Star Scout, Gus Lister, led five scouts and four parents through this project as a part of the requirements to qualify for the prestigious Boy Scouts of America William T. Hornaday Conservation award. The group made more than 1,000 markers and then placed these markers on fences with Forest Service wildlife staff over the last two Sundays in September.
The markers are made of vinyl siding, cut into small pieces and hung on the wires of the fence. In addition to markers the scouts made, they received a donation of 300 markers from Firefly Diverters LLC.
Collisions with fences are a known cause of mortality for sage-grouse; marking fences with a material that makes the fence more visible can prevent the birds from hitting the fence. Studies suggest that marking fences can decrease bird mortality by 70 percent. The markers were strategically placed where grouse mortalities have been recently documented.
The scouts were excited to hear that their efforts will have a positive impact on wildlife survivability. The greater sage-grouse is a candidate for protection under the Endangered Species Act. It was determined by the U.S. Fish & Wildlife Service that the birds were warranted for listing but the listing was precluded by species with higher priorities.
The birds in Lyon and Mineral counties are part of a distinct population segment of the greater sage grouse.
For more information, call Assistant Scout Master for Troop 495 Doug Lister at 760-932-1545.
Poet Pahmeier offers poetry reading, writing workshop
The Carson City Arts Initiative presents Gailmarie Pahmeier at 7 p.m. Thursday at the Carson City Library, 900 North Roop St.
Pahmeier also will conduct a writing workshop at the library that same day, from 4-5 p.m. All free and open to the public.
Pahmeier has been a Nevadan for 30 years. She teaches creative writing and contemporary literature at the University of Nevada, where she has been honored with the Alan Bible Teaching Excellence Award and the University Distinguished Teacher Award.

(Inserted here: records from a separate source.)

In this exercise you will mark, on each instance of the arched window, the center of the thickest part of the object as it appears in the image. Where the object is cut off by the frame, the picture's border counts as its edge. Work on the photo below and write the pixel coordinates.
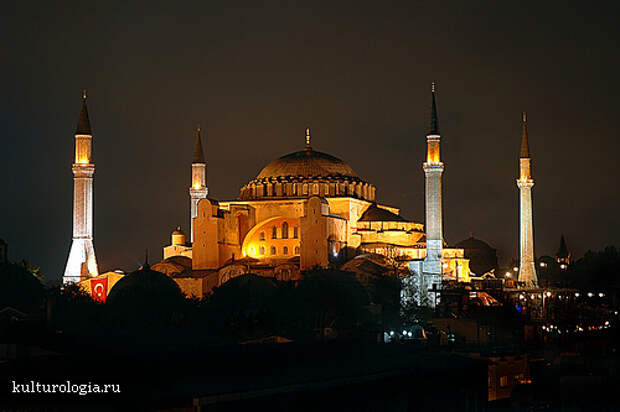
(285, 230)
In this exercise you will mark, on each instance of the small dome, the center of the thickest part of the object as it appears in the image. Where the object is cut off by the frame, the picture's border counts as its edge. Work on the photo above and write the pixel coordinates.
(482, 257)
(473, 243)
(379, 214)
(178, 232)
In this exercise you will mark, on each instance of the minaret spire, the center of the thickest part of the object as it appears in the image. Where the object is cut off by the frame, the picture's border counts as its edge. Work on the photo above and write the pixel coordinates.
(525, 147)
(434, 119)
(83, 126)
(308, 146)
(199, 156)
(198, 189)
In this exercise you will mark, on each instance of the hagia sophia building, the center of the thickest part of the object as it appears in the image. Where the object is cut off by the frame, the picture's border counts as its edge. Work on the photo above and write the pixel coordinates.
(304, 210)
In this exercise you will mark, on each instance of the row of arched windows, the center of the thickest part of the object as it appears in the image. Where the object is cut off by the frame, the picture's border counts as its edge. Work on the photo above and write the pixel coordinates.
(284, 232)
(274, 250)
(357, 189)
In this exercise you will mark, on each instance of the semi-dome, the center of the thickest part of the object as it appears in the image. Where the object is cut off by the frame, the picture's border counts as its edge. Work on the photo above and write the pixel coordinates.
(307, 173)
(482, 257)
(473, 243)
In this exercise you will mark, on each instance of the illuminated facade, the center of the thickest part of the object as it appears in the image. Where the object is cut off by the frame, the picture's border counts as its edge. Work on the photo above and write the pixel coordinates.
(304, 210)
(82, 263)
(198, 189)
(527, 266)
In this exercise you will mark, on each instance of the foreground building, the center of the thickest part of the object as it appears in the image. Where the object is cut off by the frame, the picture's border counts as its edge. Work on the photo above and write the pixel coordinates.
(305, 210)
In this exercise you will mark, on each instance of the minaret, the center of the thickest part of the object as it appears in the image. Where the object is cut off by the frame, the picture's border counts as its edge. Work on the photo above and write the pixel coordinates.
(308, 146)
(527, 268)
(198, 189)
(82, 262)
(563, 255)
(433, 169)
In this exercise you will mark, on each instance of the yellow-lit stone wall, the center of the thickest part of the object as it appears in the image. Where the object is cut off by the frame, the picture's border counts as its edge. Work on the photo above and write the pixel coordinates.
(313, 235)
(261, 243)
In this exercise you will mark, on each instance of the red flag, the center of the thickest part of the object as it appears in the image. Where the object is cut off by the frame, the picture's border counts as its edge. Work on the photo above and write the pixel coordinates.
(99, 289)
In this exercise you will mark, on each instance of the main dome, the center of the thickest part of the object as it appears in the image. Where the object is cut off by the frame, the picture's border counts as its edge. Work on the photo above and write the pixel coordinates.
(307, 173)
(307, 163)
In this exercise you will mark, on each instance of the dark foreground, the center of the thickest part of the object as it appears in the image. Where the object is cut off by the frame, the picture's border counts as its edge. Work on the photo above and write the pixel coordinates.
(275, 377)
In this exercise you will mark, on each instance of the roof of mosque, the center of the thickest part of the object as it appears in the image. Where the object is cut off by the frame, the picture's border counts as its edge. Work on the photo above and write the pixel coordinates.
(307, 163)
(375, 213)
(307, 166)
(473, 243)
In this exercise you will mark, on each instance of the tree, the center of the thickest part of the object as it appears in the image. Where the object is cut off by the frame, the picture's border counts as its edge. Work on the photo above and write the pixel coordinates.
(19, 288)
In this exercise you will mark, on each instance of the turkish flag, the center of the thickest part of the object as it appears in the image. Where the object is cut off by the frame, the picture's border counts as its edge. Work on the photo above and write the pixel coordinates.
(99, 289)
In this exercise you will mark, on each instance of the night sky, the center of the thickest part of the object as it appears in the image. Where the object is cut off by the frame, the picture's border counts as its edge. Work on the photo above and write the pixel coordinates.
(358, 73)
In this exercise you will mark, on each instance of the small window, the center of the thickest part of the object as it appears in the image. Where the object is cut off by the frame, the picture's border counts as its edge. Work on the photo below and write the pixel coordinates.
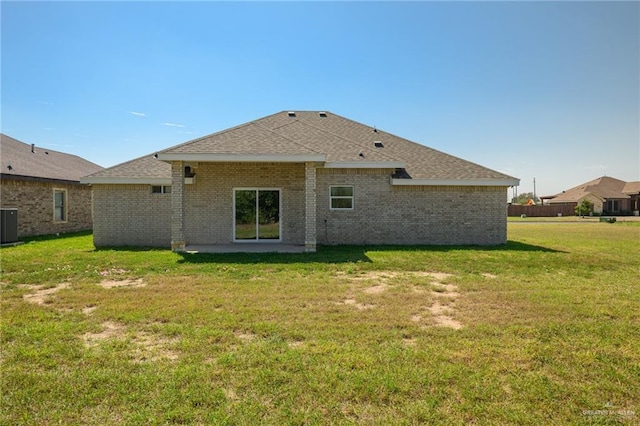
(341, 197)
(59, 205)
(161, 189)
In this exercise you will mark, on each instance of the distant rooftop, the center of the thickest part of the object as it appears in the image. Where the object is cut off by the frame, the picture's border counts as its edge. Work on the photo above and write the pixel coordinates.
(24, 160)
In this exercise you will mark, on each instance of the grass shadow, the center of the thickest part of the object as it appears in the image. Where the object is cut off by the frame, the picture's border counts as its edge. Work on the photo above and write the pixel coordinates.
(50, 237)
(349, 253)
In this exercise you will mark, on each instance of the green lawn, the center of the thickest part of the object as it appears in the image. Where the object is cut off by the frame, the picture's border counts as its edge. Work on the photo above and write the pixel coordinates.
(543, 330)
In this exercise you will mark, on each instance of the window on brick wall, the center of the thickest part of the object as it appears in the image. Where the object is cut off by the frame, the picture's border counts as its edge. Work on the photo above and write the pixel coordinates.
(161, 189)
(341, 197)
(59, 205)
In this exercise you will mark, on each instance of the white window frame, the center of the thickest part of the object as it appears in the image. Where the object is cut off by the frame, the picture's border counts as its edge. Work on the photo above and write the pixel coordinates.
(257, 239)
(163, 189)
(351, 197)
(65, 205)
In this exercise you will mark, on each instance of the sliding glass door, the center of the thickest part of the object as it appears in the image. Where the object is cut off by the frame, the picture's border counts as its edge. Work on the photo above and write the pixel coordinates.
(257, 214)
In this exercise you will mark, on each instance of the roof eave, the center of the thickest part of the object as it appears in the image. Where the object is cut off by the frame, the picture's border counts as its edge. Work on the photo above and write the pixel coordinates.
(456, 182)
(243, 158)
(364, 165)
(126, 180)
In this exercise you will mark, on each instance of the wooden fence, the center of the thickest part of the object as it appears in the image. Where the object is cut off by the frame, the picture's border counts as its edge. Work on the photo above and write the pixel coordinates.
(542, 211)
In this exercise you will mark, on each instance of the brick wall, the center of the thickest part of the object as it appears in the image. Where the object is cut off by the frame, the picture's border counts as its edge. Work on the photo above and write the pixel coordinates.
(130, 215)
(209, 201)
(34, 201)
(385, 214)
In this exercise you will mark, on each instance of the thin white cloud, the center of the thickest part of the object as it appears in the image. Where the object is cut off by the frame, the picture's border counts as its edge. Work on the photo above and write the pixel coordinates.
(595, 167)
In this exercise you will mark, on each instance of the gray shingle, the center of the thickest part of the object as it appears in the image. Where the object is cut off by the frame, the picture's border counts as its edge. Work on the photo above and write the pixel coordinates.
(340, 139)
(18, 159)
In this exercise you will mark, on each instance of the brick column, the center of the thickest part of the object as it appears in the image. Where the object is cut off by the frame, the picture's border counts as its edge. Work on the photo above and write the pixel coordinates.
(310, 207)
(177, 206)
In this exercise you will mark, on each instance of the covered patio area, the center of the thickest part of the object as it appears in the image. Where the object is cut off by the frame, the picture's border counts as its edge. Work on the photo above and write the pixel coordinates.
(245, 248)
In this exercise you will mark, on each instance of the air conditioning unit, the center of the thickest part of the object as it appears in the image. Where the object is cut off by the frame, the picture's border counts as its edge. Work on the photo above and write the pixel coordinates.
(8, 226)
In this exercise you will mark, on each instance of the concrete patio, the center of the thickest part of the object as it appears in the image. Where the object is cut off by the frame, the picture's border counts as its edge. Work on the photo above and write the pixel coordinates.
(245, 248)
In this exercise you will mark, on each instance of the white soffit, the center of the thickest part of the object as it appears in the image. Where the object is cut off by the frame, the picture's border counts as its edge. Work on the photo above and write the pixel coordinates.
(243, 158)
(127, 180)
(456, 182)
(364, 165)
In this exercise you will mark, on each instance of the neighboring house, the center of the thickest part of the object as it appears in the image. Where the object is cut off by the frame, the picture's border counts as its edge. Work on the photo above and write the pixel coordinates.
(299, 178)
(44, 186)
(609, 196)
(632, 189)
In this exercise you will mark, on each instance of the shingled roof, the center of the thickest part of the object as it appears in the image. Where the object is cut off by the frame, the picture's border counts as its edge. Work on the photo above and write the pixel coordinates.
(21, 160)
(315, 136)
(604, 187)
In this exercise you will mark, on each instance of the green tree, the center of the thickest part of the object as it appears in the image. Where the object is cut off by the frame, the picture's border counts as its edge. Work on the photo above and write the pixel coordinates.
(584, 208)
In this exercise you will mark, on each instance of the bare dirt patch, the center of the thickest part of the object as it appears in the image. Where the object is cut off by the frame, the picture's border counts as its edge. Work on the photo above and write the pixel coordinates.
(42, 295)
(384, 276)
(442, 307)
(441, 318)
(376, 289)
(110, 330)
(153, 347)
(123, 283)
(407, 341)
(445, 290)
(147, 346)
(245, 336)
(356, 304)
(88, 310)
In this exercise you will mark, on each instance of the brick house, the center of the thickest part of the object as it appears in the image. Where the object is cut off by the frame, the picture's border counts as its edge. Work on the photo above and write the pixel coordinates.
(610, 196)
(44, 186)
(299, 178)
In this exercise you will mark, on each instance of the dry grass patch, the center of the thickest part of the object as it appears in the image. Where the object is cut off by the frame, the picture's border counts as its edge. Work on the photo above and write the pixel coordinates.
(42, 295)
(130, 283)
(110, 330)
(355, 304)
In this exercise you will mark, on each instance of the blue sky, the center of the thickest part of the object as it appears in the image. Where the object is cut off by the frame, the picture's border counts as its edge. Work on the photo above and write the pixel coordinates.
(544, 90)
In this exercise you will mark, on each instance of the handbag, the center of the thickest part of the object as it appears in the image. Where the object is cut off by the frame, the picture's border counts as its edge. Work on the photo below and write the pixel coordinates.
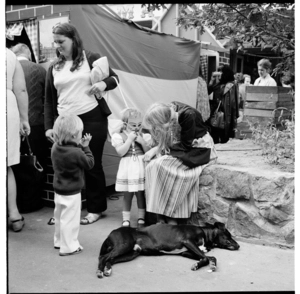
(30, 179)
(30, 159)
(217, 119)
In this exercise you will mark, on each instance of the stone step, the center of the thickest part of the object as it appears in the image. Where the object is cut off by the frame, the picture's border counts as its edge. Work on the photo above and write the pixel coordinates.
(253, 198)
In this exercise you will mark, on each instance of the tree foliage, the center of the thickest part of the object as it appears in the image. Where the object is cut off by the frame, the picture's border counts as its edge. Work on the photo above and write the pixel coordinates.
(262, 24)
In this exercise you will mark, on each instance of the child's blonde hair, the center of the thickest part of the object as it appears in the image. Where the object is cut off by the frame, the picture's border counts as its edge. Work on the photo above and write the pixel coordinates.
(129, 112)
(158, 119)
(66, 127)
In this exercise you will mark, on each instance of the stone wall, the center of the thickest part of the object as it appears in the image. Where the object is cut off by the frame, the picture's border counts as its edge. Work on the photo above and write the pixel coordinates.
(254, 200)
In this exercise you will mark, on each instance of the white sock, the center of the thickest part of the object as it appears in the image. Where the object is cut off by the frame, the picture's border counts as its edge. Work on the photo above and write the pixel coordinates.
(141, 214)
(126, 215)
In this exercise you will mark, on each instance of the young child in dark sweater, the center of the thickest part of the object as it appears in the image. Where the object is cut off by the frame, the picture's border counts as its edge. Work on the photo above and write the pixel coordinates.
(70, 155)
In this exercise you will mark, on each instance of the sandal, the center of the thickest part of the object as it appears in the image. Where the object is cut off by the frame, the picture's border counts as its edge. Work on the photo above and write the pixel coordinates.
(51, 221)
(124, 225)
(18, 224)
(79, 250)
(89, 219)
(141, 224)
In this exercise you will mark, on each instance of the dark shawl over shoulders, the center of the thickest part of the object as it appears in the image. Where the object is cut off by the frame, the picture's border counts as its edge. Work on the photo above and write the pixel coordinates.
(192, 127)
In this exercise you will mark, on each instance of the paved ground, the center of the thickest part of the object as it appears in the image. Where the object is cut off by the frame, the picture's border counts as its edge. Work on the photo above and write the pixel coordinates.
(34, 266)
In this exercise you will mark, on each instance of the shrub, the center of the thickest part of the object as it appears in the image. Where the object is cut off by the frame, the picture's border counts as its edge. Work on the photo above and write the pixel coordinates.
(277, 142)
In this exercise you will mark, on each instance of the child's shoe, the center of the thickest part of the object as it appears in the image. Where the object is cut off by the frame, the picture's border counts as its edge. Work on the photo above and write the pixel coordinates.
(126, 223)
(141, 223)
(79, 250)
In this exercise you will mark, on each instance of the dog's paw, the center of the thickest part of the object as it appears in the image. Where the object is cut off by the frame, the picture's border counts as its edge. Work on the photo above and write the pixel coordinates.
(212, 265)
(100, 274)
(107, 271)
(203, 248)
(195, 266)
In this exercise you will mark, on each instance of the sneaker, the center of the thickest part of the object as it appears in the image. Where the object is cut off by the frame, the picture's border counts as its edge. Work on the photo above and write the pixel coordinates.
(126, 223)
(79, 250)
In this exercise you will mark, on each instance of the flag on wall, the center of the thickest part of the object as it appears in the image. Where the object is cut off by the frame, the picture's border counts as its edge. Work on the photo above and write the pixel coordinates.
(151, 66)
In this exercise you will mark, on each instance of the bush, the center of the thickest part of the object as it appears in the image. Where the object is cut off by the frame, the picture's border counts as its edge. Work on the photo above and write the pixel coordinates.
(278, 143)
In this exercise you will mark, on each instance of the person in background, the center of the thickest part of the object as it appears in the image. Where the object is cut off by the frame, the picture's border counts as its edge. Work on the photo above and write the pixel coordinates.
(202, 103)
(70, 155)
(35, 76)
(131, 145)
(226, 93)
(242, 90)
(17, 124)
(182, 147)
(264, 68)
(69, 88)
(239, 78)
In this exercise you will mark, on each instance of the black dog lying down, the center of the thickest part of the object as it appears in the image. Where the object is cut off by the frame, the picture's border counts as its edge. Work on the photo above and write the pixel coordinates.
(125, 244)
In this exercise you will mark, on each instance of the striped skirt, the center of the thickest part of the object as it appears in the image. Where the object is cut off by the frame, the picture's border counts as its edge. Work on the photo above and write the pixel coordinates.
(171, 187)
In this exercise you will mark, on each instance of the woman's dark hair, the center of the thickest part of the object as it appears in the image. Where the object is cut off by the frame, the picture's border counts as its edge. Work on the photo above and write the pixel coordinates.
(227, 74)
(69, 31)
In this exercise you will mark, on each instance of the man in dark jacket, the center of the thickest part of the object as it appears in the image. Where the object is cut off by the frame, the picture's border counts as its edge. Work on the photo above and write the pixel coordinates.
(35, 76)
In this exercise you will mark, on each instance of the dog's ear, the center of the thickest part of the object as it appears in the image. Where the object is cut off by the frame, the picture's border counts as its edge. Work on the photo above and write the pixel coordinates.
(209, 225)
(219, 225)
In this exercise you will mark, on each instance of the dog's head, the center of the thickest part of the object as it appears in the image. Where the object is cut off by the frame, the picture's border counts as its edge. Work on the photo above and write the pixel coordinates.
(222, 237)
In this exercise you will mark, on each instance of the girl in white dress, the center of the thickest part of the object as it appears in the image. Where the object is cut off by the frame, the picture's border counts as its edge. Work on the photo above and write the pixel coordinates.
(131, 145)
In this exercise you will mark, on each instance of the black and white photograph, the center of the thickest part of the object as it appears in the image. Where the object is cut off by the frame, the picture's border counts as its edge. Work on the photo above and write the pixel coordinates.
(149, 147)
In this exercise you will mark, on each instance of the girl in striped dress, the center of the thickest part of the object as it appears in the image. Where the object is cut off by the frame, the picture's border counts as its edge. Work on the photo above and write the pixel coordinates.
(131, 145)
(183, 148)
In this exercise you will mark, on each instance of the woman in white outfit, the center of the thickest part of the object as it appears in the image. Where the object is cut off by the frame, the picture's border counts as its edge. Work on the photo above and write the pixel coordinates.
(264, 69)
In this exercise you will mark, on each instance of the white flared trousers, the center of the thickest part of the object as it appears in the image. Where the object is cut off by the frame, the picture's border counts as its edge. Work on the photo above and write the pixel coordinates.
(67, 222)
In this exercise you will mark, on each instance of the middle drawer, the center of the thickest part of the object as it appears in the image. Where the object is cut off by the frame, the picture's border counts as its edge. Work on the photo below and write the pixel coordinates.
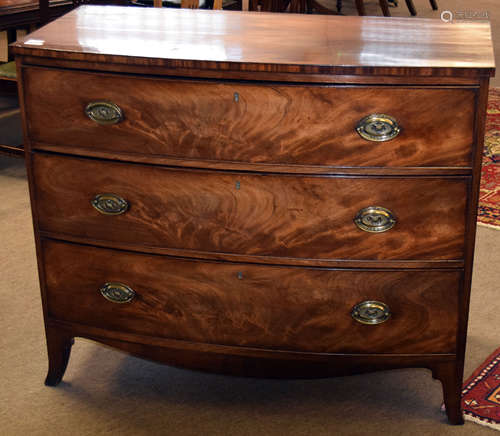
(309, 217)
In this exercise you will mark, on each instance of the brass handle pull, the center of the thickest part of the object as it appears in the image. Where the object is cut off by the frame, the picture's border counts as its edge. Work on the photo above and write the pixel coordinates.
(117, 293)
(375, 219)
(109, 204)
(104, 112)
(371, 312)
(378, 128)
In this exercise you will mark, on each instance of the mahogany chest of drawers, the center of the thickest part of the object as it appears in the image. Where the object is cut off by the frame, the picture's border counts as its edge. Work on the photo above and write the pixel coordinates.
(257, 194)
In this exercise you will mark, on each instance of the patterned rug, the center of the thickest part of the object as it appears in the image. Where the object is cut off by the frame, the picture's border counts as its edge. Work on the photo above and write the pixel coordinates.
(481, 394)
(489, 195)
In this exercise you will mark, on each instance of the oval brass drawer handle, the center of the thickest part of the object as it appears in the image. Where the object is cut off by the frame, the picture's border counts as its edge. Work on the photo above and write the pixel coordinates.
(378, 128)
(104, 112)
(371, 312)
(110, 204)
(375, 219)
(117, 293)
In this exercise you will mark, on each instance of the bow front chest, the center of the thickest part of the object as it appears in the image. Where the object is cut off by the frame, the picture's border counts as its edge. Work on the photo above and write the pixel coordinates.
(258, 194)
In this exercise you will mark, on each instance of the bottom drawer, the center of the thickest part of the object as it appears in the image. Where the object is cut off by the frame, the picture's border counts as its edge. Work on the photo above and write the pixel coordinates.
(288, 308)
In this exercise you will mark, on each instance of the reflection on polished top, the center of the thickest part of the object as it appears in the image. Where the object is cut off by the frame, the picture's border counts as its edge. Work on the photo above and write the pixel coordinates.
(263, 41)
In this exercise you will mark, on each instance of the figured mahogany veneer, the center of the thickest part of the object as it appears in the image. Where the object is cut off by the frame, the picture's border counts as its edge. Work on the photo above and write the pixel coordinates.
(284, 308)
(287, 124)
(239, 173)
(252, 214)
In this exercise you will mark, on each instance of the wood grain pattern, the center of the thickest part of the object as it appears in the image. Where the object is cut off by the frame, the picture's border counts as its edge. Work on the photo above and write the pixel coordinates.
(258, 214)
(29, 61)
(281, 124)
(300, 43)
(245, 305)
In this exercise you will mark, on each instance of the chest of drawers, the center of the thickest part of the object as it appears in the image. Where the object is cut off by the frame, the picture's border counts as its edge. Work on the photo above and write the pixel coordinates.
(256, 194)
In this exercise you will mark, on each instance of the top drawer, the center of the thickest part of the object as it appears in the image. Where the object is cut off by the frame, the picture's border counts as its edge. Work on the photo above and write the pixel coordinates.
(241, 122)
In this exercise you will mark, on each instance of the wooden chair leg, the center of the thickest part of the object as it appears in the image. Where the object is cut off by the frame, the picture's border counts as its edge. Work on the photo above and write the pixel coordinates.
(384, 5)
(360, 6)
(411, 7)
(58, 348)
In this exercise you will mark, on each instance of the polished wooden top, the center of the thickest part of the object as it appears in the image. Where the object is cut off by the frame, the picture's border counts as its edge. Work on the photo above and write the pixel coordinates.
(253, 41)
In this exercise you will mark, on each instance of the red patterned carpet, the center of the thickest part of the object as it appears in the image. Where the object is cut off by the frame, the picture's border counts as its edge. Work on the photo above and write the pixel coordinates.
(481, 393)
(489, 195)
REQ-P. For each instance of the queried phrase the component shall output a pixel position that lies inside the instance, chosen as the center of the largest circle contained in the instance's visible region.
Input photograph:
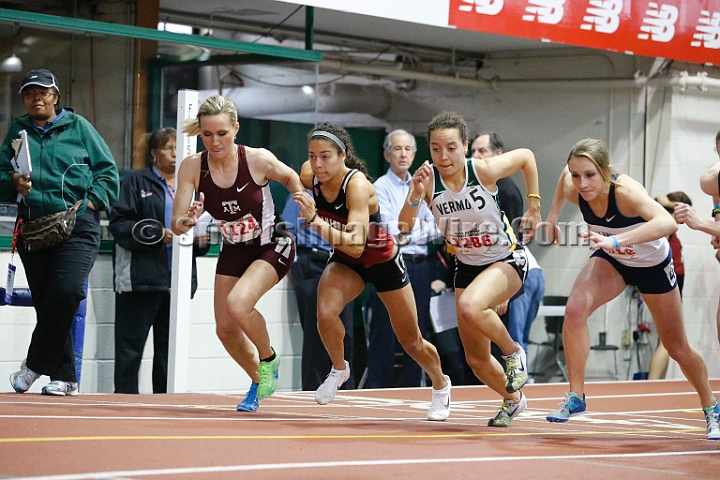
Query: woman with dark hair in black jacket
(143, 259)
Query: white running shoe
(440, 405)
(515, 370)
(23, 379)
(60, 388)
(327, 391)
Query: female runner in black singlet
(347, 216)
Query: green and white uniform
(471, 220)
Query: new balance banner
(686, 30)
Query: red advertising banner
(687, 30)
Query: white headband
(334, 138)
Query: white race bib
(240, 231)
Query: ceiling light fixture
(12, 64)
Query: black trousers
(383, 342)
(306, 271)
(56, 277)
(135, 314)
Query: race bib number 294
(241, 231)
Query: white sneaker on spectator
(60, 388)
(23, 379)
(440, 405)
(327, 391)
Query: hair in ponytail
(214, 105)
(342, 143)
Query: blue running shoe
(571, 406)
(713, 420)
(251, 402)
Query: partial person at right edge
(72, 168)
(660, 359)
(140, 225)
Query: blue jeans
(524, 308)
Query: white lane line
(357, 463)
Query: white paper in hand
(21, 162)
(442, 311)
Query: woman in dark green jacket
(71, 166)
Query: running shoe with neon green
(713, 420)
(250, 404)
(508, 411)
(515, 370)
(268, 372)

Pahmeier’s work has been widely published in literary journals and anthologies, and she has received many honors.
“I’ve read my work locally, regionally, nationally and internationally. I’m particularly interested in conducting workshops and giving readings in under-served communities, wherever they might be or think they are,” Pahmeier said. “I love Nevada, love getting out and into our various communities. My material comes from interactions and observations I make while out on the road, and I learn as much or more from community workshop participants as they might learn from me.”
The Capital City Arts Initiative is an artist-centered organization committed to the encouragement and support of artists and the arts and culture of Carson City and the surrounding region.
For more information, call 775-450-3842.
Secret Witness turns 40 this year – and it’s helped solve many of Northern Nevada’s most violent crimes
Secret Witness tips have played a pivotal role in solving some of the most violent crimes the greater Northern Nevada region has seen. To date, Secret Witness has paid out more than $300,000 in rewards to anonymous tipsters. Rewards range from $50 (graffiti/tagging) to $1,500 (armed robbery) to $2,500 (murder).